Марк появился возле Чуева минут через десять с двумя небольшими свертками. Он открыл прикроватную тумбочку и положил в нее свертки.
— Чистый, медицинский? — строго спросил Чуев, на что Марк ответил по-одесски:
— Шоб я так жил!
— Что там? — спросил я.
— Встретим Батю — что надо! — ответил Чуев. — В одном пакете — чекушка чистого медицинского спирта, в другом — соленые огурцы. Банкет!
— А ты, Чуев, думаешь — это законно?
— Это не наша проблема, командир. Не наша! Может, он его не ворует, а просто собирает. Им тоже положено по пятьдесят граммов в день спирта вместо ста граммов водки. Они тоже считаются здесь фронтовиками… В тылу так и будут себя называть.
Я понял, что мой мехвод сделал этот «гешефт» ради встречи с Батей. Решил таким образом показать ему наше уважение и почтение.
«Чекушка на троих — не пьянка. Но языки развязывает и сближает людей», — говорил наш покойный комвзвода Олег Милюшев.
Диалог с Чуевым был неожиданно прерван. В палату вошел Батя — майор Жихарев. Вставать с кроватей нам с Чуевым еще не разрешили, а садиться можно было, что мы и сделали.
— Здравствуйте, мои хлопчики-молодчики! — произнес, улыбаясь, майор. — Я к вам прямо от Талановой. Она обещает…
— Что? — настороженно, не удержавшись, спросил я.
— Что к наступлению на Берлин вы оба будете у меня в строю.
— А когда будет наступление на Берлин? — задал бестактный вопрос Чуев.
— Вы оба вернетесь в строй недели через три или четыре. Так пообещала Таланова. А наступление на Берлин еще не скоро…
— А верно, что 2-я танковая армия Богданова потерпела большое поражение? — спросил Чуев.
— Это правда.
— А восстание в Варшаве — тоже правда? — снова спросил Чуев.
— Тоже правда, — ответил Жихарев.
— Товарищ майор, а можно нам с вами помянуть наших погибших товарищей по оружию: Принцессу Оксану, гвардии старшего лейтенанта Олега Милюшева и других наших танкистов и десантников? — осторожно спросил Чуев.
Хитер мужик, подумал я. Нашел способ подобраться к чекушке и соленым огурцам. Разве можно отказаться от того, чтобы помянуть павших товарищей?

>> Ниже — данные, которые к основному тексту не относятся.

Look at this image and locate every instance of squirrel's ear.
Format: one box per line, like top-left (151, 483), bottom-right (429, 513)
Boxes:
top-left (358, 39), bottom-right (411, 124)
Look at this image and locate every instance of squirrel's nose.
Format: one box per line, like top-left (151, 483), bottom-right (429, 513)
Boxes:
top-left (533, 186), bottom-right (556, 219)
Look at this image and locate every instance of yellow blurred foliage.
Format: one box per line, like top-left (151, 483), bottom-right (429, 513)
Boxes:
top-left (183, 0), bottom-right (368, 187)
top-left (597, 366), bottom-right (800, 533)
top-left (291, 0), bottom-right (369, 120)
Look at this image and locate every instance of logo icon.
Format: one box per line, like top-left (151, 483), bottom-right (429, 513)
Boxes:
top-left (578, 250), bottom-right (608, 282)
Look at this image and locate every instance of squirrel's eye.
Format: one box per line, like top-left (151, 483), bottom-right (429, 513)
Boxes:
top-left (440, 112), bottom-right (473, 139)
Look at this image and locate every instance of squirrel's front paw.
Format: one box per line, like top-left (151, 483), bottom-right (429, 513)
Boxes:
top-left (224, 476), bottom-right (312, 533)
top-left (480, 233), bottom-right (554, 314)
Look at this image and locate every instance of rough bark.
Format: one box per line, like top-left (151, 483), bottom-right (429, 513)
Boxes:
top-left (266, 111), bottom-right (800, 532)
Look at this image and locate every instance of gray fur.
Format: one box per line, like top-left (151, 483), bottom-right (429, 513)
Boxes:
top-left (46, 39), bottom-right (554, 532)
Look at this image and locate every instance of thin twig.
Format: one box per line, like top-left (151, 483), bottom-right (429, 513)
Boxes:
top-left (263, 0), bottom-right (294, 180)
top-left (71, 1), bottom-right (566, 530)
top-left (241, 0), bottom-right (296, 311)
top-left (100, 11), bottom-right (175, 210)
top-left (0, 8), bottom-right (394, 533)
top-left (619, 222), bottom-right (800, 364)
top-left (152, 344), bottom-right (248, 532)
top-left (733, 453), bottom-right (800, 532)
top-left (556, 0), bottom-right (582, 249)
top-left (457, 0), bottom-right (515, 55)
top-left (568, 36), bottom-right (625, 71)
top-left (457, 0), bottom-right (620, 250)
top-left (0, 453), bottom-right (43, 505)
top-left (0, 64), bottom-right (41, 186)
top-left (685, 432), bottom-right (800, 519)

— Помянем, — ответил Жихарев, когда увидел, что Чуев вынул из тумбочки чекушку и огурцы.
Было всего два стакана. Чуев и тут проявил солдатскую смекалку: налил в два стакана спирт и сказал:
— А я из горла! Пусть им земля будет пухом…
Мы, не чокаясь, выпили. Соленые огурцы оказались очень кстати после чистого медицинского спирта.
— Товарищ майор, — спросил я, — вы получили какие-либо известия о своей семье из Ельца?
— Из Ельца — ничего, — ответил он. — Но меня разыскала старшая дочь Алла и сообщила, что мама — моя жена Мария Михайловна с младшей Тоней перед приходом немцев уехали в деревню. А саму Аллу приняли танцовщицей в один из фронтовых или армейских ансамблей песни и пляски, хотя ей и шестнадцати еще нет.
Жихарев вынул из нагрудного кармана фотографию и показал нам.
— На этом фото она выглядит совсем взрослой, — сказал я. — Красивая девушка. Не случайно ее приняли.
— Она танцует с шестилетнего возраста, — добавил Жихарев не без гордости.